Özellikle de çoğunluğu kadın olan ETF ve Farplas direnişleri ve kadın sermayedarların bu direnişlerde oynadığı rol düşünüldüğünde kimi feminist ya da kadın sorunu konusunda çarpık bir anlayışa sahip olan çevrelerin ifade ettikleri gibi bir ‘kız kardeşlik’ durumu olmadığı gibi, kadın-erkek fark etmeksizin tüm sermayedarların kendi sömürü çarklarını döndürmek için nasıl azgınca saldırılara başvurduklarını bir kez daha göstermektedir.
TİP milletvekili Serra Kadıgil’in sermaye sözcülerinden Meral Akşener hakkında yaptığı ‘kız kardeşlik’ vurgusu ve bu söylemin ETF direnişinin yaşandığı bir dönemde sarf edilmesi ise konuya dair başka bir çarpıcı örnektir. İşçi sınıfını temsil ettiğini iddia eden bir partinin milletvekilinin, temsil ettiği sınıfın sesini, grev ve direnişleri bulunduğu her alana, katıldığı her programa taşıması gerekirken, bir düzen partisinin başkanına övgü düzmesi temsil ettiğini iddia ettiği işçi sınıfına yabancılaşmanın bir örneği olduğu gibi, kadın sorununa bakıştaki çarpıklığın da bir yansımasıdır.

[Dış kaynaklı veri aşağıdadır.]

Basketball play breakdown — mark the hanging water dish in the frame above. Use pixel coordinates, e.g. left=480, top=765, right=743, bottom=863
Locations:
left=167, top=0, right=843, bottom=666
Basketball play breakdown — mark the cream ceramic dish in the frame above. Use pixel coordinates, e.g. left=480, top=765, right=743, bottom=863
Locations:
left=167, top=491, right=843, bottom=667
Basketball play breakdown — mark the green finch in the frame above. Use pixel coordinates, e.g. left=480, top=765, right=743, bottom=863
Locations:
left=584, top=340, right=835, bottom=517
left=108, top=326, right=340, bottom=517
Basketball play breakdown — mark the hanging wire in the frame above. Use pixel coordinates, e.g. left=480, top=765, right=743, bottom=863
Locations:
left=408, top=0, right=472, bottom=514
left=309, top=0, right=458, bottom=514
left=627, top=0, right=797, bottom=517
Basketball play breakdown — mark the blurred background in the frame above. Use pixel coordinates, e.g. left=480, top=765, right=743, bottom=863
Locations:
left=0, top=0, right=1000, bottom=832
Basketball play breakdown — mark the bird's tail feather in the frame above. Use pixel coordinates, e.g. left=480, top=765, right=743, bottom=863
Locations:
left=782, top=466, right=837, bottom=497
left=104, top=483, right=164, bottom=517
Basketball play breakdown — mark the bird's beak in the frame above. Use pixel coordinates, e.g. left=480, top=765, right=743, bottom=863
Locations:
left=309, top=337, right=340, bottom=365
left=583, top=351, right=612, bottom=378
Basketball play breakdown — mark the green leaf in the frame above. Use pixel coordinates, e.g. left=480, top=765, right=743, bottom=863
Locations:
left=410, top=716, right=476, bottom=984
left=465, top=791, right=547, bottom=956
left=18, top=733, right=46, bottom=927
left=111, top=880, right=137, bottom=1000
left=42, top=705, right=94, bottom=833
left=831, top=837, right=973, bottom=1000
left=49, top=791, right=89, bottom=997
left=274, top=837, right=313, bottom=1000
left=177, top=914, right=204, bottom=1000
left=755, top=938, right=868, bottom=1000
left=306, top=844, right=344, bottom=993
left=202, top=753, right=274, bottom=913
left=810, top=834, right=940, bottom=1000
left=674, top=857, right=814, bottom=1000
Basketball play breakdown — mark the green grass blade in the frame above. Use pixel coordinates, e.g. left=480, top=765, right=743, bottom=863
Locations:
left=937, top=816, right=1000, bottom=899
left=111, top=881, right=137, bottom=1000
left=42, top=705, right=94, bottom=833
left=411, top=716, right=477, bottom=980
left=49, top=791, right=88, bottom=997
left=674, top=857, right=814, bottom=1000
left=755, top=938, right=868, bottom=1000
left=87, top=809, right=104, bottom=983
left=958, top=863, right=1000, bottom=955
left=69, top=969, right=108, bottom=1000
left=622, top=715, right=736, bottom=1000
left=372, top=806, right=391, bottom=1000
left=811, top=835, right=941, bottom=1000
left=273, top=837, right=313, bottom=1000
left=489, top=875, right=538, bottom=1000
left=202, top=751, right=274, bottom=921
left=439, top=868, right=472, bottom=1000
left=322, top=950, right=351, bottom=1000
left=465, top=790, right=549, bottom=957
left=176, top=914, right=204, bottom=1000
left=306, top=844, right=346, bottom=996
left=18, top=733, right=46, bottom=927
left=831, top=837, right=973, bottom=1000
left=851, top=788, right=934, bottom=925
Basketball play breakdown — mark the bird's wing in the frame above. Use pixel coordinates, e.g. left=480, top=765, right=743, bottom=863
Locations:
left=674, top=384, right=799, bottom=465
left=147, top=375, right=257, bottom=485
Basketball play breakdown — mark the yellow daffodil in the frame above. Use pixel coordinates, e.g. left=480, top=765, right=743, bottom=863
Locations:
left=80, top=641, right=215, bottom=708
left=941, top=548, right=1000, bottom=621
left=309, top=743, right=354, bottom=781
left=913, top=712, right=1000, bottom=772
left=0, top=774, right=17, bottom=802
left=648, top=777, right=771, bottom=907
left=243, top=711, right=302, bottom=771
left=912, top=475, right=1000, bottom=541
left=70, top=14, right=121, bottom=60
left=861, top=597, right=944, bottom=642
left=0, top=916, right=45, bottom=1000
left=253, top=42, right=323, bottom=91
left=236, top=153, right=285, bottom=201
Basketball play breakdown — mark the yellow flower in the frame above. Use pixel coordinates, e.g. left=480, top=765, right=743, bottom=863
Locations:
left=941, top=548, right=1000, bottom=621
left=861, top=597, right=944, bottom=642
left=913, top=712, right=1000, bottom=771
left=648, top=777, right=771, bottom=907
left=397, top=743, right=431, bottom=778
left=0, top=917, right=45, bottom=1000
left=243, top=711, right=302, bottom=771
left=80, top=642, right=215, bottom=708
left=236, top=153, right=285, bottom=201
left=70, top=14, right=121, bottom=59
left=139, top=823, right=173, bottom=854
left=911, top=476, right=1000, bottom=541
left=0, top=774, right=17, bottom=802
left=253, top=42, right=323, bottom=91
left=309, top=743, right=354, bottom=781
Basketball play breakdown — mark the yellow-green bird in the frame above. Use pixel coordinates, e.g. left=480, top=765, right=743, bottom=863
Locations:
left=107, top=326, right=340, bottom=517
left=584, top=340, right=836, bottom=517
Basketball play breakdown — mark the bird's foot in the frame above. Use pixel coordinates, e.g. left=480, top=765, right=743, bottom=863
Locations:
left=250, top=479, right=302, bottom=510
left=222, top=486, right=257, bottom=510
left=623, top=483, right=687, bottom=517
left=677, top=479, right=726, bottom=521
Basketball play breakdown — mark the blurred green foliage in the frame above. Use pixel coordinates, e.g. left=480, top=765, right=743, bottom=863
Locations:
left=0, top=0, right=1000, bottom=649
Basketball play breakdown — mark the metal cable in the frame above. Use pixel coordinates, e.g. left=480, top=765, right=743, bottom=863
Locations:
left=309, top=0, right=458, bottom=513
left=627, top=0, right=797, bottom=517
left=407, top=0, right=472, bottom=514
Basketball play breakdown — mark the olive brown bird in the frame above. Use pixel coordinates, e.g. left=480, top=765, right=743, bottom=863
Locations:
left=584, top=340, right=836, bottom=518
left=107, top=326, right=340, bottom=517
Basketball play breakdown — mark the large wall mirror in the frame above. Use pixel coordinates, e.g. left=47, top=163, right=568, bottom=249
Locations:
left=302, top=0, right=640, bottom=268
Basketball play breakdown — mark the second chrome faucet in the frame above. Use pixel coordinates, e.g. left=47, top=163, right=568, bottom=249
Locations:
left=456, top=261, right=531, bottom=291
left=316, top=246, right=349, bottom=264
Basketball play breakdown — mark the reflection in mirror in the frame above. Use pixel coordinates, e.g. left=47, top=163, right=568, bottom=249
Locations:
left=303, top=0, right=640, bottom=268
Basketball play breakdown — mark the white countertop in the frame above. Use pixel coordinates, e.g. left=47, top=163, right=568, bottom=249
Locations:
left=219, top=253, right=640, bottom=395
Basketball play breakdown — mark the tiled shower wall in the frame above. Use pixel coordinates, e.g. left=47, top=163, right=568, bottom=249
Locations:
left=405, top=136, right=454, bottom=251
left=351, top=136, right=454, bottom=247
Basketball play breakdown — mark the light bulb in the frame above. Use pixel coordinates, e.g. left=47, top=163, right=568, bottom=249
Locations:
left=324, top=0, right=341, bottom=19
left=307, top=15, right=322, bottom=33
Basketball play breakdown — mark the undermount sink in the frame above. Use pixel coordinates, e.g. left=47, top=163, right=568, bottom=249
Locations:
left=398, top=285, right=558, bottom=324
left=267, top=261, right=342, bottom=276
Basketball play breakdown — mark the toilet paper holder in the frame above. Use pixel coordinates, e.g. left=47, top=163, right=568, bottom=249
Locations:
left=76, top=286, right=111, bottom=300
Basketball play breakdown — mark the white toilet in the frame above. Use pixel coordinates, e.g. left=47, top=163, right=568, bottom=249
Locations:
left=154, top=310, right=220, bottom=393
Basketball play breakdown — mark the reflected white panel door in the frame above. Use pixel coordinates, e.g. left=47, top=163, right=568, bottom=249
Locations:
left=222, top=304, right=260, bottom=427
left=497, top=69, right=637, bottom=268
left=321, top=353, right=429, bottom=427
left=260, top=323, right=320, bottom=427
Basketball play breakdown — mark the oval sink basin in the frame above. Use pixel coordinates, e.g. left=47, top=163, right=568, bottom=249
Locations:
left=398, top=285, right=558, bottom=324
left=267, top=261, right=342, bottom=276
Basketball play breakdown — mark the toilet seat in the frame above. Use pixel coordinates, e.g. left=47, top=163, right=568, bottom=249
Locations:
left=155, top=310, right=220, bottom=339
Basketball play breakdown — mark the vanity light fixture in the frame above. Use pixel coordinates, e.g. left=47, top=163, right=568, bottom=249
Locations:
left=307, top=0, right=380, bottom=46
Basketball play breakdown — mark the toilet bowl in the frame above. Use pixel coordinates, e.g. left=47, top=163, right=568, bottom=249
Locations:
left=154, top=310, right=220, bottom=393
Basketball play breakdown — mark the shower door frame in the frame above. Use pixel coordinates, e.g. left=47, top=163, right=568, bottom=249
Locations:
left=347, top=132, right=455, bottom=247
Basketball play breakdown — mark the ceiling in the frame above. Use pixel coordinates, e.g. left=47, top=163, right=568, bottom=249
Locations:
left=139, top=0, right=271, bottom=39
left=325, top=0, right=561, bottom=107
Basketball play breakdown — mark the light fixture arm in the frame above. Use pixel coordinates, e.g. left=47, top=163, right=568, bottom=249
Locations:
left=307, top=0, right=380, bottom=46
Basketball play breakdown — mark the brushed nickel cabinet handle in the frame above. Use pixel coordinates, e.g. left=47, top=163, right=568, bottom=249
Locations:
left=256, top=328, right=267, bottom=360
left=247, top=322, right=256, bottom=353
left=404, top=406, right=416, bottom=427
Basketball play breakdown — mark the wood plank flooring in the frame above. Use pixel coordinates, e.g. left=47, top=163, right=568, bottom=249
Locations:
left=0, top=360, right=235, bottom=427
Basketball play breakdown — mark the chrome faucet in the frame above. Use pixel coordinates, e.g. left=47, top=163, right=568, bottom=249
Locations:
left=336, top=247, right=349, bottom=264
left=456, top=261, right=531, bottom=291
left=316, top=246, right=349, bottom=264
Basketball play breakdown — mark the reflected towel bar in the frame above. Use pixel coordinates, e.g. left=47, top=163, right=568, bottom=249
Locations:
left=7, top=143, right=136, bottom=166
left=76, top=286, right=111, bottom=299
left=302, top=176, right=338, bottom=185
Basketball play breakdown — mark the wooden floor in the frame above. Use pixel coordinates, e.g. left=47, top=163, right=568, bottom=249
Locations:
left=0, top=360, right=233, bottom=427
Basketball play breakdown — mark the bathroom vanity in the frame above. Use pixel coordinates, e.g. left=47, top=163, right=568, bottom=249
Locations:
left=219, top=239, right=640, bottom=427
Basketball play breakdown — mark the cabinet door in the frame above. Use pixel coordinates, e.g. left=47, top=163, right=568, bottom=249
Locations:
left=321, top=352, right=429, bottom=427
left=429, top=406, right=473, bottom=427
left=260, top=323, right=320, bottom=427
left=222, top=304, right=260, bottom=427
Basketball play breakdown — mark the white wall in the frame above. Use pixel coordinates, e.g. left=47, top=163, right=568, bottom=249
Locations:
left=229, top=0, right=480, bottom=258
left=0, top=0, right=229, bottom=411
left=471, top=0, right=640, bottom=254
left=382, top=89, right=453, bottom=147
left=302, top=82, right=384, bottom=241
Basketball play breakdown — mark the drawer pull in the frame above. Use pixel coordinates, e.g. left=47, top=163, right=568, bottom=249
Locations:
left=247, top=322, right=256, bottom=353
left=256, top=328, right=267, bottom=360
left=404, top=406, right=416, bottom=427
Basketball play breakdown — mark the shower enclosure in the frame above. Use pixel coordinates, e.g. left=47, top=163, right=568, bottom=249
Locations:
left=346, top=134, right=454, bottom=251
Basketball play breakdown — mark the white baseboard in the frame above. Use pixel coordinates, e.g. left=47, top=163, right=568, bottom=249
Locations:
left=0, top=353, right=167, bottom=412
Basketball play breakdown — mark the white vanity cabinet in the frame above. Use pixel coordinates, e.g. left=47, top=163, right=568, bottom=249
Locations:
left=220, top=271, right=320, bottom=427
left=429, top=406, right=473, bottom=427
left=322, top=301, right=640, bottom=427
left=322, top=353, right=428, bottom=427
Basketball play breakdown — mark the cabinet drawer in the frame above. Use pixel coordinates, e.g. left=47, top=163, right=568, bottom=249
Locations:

Cinsiyet gözetmeksizin bir bütün olarak sermaye sınıfı kendi sömürü sisteminin devamlılığı için işçi ve emekçileri düşük ücret, kölece yaşama ve çalışma koşulları altında sömürdüğü bugün, sorun hiç de ‘kadınların kardeşliği’ değil kadın ve erkeğiyle işçi sınıfının bir bütün olarak kan emici asalak patronlara karşı vermesi gereken mücadele sorunudur.
Güya kadın sorununa karşı duyarlı olduklarını söyleyip türlü reklamlarla kadın cinayetlerine ve şiddete vurgu yapan ikiyüzlü sermayedarlar, fabrikalarda kadın işçileri sömürdükleri gibi kendi saltanatları için kadınlar üzerinde uygulanan gerici politikalar konusunda da AKP iktidarının bizzat ortağıdırlar.
Sonuç olarak, bu sömürü ve zulüm düzeninde iki kat daha fazla ezilen işçi ve emekçi kadınları sermaye ve onun sözcüleriyle ‘kardeşlik’ söylemleriyle ‘barıştırma’ hevesi sınıfsız, sömürüsüz bir dünya görüşünden uzak olmanın yanı sıra insanca çalışma koşulları için aylarca tüm zor koşullara rağmen direnen kadın işçilerin mücadelesini yok saymaktan öteye geçmez.
Soruna sömürülen ve ezilenlerin kapitalistlere karşı vermesi gereken eşit, özgür, sınıfsız ve sömürüsüz bir dünya mücadelesi çerçevesinde bakılmadığı müddetçe işçi ve emekçi kadınların kurtuluşundan söz etmek de mümkün olmayacaktır.